For the benefit of those opposite, I feel obliged to explain how the building and construction industry works. We have, in the building sector, a very complex, finely tuned, well balanced and highly efficient system of business owners, apprentices and independent contractors, and things called subbies—subcontractors. They're a necessary part of that employment sector and that industry. This is a time-proven model: having subcontractors on a job, doing very specialised jobs, at specific parts of that job, over many, many months, but only for specified portions of time. Yet those in Labor believe that that is not the way that they want to see it. They don't believe in the flexibility, independence and responsiveness of these less rigid parts of the employment model. Instead, they want them to be part of the employee role. They want them to be responsive to that rigid employee schedule. They want them to be beholden to the union movement and bound up in red tape. As far as I'm concerned, that's just an absolute stifle when it comes to a successful business.
I was at a meeting of the Master Builders Association the other night and I was told that, 'If Labor's proposed IR reforms were to get in, then,' as far as they were concerned, 'these would be the worst possible things that could happen to the building and construction industry in Tasmania.' They believed that the costs to independent contractors and subbies could find them leaving the industry and going somewhere else—ultimately, forcing them to relinquish their autonomy and become employees. It's not what they want. It's not the Australia that we've grown up in. This would mean losing the freedom to choose their working hours, their projects, their clients and their ability to negotiate their own fees and conditions. One subcontractor said that he hopes that the people responsible—and these are not my words; I am quoting from this meeting—for bringing in this new legislation will be held 100 per cent accountable when the construction industry is totally destroyed in Tasmania. That's how desperate he was. He conveyed this to me in a very clear and concise way. It is never a good time for government to put their hand into small business. It is never a good time for governments to make it harder for workers or jobseekers to find flexible employment. As I said earlier about our agricultural sector, that is exactly what this bill from this government is proposing and trying to do.

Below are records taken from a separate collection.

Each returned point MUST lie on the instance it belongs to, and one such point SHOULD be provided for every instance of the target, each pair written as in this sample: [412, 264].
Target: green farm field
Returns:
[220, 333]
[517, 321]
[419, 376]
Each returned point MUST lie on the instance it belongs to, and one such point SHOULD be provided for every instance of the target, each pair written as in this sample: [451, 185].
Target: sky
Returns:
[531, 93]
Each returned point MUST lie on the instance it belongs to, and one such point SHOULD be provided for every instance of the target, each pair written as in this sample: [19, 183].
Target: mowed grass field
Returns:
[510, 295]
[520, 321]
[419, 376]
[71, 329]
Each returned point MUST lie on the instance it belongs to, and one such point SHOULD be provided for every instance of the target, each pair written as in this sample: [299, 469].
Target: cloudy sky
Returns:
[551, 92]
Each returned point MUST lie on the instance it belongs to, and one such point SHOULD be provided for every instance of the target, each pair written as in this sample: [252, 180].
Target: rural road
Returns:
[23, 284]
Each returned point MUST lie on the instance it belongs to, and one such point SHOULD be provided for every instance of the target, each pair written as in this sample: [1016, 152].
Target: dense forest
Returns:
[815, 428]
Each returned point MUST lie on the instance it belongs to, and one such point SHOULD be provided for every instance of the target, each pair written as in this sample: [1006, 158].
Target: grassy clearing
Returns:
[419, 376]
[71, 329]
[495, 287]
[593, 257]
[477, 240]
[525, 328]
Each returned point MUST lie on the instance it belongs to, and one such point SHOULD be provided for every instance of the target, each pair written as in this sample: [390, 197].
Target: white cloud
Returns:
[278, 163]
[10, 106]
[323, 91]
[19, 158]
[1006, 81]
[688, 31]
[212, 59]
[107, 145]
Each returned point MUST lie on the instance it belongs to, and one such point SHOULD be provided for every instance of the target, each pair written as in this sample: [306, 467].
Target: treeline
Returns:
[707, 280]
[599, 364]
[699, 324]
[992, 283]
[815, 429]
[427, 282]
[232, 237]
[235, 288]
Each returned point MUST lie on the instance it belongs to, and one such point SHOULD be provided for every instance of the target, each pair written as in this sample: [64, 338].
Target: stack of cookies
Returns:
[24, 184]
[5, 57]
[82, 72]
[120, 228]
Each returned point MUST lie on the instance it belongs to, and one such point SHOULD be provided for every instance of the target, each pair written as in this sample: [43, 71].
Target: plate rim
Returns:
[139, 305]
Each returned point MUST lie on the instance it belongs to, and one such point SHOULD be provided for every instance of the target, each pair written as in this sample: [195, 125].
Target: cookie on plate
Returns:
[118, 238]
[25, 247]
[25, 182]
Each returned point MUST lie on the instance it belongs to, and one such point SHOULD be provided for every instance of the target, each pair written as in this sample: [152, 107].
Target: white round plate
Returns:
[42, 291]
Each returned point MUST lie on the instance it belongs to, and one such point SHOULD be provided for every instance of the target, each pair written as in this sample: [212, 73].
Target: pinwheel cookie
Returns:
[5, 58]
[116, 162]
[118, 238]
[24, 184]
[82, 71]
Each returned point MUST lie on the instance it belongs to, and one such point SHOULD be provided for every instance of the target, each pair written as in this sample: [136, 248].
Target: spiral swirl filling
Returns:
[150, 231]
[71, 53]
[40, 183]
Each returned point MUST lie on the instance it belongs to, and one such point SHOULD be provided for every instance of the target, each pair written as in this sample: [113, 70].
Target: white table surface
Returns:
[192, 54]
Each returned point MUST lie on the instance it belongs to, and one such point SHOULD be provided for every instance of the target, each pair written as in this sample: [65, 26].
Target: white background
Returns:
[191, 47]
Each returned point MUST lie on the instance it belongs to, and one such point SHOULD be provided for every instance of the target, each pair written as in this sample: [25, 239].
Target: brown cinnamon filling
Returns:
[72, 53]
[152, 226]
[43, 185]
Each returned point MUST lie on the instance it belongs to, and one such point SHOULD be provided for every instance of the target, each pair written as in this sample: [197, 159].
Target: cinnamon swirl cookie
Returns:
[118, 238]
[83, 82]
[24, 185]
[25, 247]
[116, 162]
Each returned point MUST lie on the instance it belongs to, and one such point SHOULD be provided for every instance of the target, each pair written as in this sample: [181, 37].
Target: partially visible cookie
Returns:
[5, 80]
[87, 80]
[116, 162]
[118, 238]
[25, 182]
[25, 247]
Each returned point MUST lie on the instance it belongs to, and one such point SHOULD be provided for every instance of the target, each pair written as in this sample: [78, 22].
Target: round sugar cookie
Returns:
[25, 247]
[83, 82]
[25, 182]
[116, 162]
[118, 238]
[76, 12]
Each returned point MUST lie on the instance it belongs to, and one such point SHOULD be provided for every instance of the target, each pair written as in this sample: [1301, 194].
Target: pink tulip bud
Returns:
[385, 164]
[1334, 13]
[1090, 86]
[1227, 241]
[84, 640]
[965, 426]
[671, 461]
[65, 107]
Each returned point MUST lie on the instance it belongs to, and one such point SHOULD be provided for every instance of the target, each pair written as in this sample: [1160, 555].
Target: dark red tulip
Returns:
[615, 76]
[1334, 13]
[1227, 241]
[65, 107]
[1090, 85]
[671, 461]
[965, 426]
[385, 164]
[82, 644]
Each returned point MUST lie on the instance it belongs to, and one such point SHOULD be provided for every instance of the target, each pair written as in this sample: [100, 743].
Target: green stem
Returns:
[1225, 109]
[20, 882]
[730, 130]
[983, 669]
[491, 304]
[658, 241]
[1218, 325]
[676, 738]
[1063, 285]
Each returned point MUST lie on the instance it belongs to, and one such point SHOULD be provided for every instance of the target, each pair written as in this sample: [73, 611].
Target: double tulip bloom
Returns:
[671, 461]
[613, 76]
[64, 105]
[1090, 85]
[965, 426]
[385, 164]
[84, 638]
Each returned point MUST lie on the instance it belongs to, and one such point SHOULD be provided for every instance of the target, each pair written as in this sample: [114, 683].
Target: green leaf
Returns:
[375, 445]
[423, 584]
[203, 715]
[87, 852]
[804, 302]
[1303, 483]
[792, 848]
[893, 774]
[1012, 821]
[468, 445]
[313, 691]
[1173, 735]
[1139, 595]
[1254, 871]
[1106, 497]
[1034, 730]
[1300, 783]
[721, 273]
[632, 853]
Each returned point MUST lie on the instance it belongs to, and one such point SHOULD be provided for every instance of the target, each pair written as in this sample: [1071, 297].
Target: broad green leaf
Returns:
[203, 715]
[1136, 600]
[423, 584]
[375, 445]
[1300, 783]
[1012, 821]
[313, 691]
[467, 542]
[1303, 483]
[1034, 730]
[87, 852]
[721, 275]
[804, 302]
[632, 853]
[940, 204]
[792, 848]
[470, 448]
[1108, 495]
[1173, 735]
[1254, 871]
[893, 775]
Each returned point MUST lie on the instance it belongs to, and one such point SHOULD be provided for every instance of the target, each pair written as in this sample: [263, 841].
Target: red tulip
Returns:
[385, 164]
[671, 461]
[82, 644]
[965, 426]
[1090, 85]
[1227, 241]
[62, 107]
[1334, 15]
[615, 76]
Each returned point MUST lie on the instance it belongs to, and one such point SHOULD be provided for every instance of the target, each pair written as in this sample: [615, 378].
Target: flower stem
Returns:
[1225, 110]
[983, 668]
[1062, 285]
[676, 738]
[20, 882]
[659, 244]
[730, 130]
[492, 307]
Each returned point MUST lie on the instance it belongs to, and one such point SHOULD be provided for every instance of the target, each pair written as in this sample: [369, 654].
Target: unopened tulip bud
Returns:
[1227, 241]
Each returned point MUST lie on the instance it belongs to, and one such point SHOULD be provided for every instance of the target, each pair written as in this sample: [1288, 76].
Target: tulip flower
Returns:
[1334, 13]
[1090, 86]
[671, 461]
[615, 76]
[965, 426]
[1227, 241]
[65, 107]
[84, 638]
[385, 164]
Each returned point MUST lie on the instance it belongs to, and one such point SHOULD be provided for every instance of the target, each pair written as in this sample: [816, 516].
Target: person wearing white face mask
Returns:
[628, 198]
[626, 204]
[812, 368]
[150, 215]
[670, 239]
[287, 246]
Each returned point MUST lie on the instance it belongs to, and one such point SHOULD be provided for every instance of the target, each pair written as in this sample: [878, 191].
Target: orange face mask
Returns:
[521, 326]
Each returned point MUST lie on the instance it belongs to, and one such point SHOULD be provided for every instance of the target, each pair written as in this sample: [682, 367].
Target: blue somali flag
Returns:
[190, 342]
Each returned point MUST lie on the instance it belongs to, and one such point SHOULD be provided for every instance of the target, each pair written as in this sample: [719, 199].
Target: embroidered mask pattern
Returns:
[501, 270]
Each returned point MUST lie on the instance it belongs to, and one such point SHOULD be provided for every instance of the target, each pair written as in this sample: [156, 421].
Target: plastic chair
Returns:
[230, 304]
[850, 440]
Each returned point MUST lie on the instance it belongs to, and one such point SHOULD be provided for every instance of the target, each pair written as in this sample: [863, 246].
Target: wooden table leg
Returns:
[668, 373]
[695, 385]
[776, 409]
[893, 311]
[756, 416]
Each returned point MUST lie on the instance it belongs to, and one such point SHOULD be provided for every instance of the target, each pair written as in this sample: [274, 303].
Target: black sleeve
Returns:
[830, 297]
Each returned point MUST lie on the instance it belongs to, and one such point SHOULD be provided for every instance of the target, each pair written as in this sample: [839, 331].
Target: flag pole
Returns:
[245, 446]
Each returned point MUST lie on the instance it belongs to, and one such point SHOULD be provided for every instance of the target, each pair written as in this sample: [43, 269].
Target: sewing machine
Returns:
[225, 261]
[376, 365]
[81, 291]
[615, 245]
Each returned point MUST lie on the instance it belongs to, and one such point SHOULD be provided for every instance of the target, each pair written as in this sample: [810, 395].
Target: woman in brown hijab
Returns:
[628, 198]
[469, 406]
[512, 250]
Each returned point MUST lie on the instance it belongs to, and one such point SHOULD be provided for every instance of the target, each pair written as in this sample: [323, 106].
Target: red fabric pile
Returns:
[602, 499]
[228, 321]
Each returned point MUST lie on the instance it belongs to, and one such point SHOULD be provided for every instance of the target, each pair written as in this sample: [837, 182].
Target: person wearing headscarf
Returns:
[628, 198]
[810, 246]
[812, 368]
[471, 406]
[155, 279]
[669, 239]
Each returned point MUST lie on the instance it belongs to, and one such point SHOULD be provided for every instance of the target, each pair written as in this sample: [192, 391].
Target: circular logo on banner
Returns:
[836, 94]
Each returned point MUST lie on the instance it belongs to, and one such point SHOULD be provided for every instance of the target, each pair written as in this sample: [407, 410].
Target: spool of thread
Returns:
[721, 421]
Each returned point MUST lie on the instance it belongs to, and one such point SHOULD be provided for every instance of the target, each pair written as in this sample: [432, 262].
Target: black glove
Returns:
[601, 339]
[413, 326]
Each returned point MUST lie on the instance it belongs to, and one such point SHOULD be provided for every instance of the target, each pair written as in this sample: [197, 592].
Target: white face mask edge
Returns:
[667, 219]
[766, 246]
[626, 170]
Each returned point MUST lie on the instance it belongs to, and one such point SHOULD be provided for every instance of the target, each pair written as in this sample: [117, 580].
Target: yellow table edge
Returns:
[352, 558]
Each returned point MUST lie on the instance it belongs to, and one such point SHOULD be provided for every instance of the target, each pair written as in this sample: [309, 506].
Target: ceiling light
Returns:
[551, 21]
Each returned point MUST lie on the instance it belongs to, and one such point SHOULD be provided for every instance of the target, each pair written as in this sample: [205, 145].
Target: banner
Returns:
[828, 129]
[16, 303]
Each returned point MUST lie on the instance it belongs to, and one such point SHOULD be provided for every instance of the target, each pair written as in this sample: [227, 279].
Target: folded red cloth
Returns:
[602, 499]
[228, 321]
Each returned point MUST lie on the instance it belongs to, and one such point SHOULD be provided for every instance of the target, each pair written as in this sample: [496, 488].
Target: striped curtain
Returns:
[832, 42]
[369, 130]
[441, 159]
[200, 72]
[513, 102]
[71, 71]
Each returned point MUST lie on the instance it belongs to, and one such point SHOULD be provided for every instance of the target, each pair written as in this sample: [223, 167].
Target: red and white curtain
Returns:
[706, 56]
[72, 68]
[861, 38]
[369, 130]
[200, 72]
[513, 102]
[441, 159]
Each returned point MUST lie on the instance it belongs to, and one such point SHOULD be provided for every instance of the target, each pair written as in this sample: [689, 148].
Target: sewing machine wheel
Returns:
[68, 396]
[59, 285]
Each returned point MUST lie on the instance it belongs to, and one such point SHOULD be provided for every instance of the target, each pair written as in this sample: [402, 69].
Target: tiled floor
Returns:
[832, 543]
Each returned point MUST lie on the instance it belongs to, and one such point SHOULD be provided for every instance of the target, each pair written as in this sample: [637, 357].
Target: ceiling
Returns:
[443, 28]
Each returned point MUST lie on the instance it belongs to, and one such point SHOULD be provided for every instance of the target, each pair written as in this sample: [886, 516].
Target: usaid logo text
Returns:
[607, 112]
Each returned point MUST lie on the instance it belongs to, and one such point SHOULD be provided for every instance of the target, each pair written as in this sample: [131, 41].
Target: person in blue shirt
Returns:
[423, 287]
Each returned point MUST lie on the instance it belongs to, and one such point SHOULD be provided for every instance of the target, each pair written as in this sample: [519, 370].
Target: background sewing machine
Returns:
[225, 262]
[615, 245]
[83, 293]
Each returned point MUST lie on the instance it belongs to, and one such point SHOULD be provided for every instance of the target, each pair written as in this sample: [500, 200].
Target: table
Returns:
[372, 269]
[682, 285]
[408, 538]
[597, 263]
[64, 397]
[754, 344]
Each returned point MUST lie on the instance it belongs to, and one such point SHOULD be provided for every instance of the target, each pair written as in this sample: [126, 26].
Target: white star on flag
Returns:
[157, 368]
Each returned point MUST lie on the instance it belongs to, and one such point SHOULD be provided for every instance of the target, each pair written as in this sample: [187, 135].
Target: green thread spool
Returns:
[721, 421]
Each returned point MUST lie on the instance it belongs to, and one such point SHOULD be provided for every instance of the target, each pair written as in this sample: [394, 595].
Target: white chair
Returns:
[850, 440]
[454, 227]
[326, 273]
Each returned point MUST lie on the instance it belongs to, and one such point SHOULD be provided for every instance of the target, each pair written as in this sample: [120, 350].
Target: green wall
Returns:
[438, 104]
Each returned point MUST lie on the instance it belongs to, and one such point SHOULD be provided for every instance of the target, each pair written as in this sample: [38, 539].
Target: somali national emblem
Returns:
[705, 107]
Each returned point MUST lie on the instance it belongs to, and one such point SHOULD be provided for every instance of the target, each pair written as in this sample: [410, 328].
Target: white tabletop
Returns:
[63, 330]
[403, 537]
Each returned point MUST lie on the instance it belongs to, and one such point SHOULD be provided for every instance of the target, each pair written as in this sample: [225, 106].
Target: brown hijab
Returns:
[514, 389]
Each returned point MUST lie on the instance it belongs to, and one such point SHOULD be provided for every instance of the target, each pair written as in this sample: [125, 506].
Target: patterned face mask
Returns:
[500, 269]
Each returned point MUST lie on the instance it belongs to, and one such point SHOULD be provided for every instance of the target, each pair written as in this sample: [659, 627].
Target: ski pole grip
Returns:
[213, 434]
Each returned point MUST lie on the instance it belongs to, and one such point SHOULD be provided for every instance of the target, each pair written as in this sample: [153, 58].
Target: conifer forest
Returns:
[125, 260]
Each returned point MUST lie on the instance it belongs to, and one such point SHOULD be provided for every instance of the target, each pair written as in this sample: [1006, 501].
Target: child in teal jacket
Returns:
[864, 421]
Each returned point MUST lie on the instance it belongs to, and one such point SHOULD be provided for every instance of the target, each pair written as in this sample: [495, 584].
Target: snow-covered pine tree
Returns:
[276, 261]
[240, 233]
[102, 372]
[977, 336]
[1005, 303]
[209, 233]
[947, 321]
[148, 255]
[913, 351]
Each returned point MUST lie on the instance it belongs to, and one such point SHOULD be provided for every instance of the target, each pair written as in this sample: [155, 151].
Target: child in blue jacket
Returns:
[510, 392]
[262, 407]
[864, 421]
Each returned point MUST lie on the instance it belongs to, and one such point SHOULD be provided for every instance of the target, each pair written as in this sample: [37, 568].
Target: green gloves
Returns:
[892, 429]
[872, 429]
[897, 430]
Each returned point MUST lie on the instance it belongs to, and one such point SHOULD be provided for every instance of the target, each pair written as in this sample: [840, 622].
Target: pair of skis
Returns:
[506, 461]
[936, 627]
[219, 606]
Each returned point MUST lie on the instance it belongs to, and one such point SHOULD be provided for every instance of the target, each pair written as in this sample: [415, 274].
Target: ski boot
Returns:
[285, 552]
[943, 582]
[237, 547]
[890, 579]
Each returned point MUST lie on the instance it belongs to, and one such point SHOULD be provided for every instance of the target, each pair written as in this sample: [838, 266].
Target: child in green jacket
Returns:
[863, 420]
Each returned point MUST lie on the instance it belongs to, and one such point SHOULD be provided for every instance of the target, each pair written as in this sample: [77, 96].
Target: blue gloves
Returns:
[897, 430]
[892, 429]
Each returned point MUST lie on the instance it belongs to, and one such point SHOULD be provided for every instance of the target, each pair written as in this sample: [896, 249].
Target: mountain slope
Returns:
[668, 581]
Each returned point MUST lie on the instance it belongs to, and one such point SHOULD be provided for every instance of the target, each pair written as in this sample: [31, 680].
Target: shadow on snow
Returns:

In the last couple of minutes I want to talk about the new Road Safety Remuneration Tribunal, the RSRT. The government is effectively reviving the failed Road Safety Remuneration Tribunal. Multiple independent reviews found that its failure had cost the lives and livelihoods of hardworking owner-drivers. This new body within the Fair Work Commission will have the same profound impact on the road transport industry. Owner-drivers will again lose their flexibility, and I talked about how valuable that flexibility is in many industries. The tribunal will remove all that and set their rates and conditions, which will hurt remote and regional operators. Australians will ultimately feel the pinch at the supermarket because we will have to pass these costs on.
Parliament should not bend to the demands of the Transport Workers Union and should reject these changes. In the hundreds of pages of legislation the government has snuck in a small provision that gives the minister the power to make regulations for 'supply chain participants'. In doing so, he or she is handing over control of our supply chains to the Fair Work Commission, and that is not on. As you can clearly see from the reasons I've stated, there is no possible good outcome from this fair work legislation.